I ended up giving Lily some Dramamine on that flight. We had it for Noah anyway since he's got such awful problems with motion sickness. She was only a year old, so it was contraindicated, but we were desperate. She got 1/4 of a tablet and it knocked her out for the 2-3 hour nap she desperately needed. She woke up happy and very hungry. After that she just wanted to walk up and down the aisles with one of us and visit the flight attendants in the back.
 

Cajungal

Staff member
Let me tell you the other side of this story, for those who don't have kids. You finally got the chance to go out after 14 straight weeks of reheated frozen food and cold cereal. The baby's been calm all day. You get out, and there's a line at the restaurant. Finally you get a seat, and you get to order after lugging the baby around. Then, the baby who has been perfectly calm, because you're not a dick who takes out a cranky baby intentionally, starts wailing. You do everything you can to calm the kid, but nothing is working. Everyone is staring at you. People who don't have kids are glaring at you like you're doing it intentionally or having a Brian-style meltdown at you. The people with older kids already forgot, because its one of those traumatic things you block out. The people with young kids are giving you sympathetic eyes, but secretly thanking whatever gods they believe in that it's not them. And you're sitting there in the middle of it all thinking, "Geez, shut up kid. I know everyone wants us to leave, but I would just like 30 minutes out of the house and a warm meal."
I will it through a baby crying in a restaurant any night of the week. A parent can do everything right and still not stop it. And yeah, it's important to get out.
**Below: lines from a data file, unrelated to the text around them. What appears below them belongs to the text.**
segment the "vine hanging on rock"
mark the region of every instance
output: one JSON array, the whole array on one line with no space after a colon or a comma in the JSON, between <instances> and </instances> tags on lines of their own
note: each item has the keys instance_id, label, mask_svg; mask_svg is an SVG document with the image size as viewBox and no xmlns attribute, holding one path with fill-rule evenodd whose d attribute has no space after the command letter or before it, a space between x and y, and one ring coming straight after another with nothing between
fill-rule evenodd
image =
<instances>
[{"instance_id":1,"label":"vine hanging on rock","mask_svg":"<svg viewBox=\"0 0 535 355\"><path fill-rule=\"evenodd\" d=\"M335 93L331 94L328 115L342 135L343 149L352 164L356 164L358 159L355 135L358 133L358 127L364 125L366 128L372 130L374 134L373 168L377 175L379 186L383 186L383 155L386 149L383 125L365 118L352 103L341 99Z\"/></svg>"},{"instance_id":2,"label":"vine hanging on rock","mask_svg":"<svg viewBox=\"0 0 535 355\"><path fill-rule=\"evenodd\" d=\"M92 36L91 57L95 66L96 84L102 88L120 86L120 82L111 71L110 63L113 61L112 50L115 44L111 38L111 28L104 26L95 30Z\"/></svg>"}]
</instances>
Not everyone can find a sitter.

What I *will* leave a restaurant for is the kid whose parents let him/her completely demolish a table. When I briefly worked as a host, there were these regulars who'd let their kids squeeze everything out of the bottles on the table, throw food at the walls, ad empty out all the salt. I wouldn't be able to keep my mouth shut around a true terror child.
 
I'm sitting in an auditorium listening to a guy drone about his life because my wife needs to attend these lectures for her school. I'm here to offer companionship. At least I have my phone.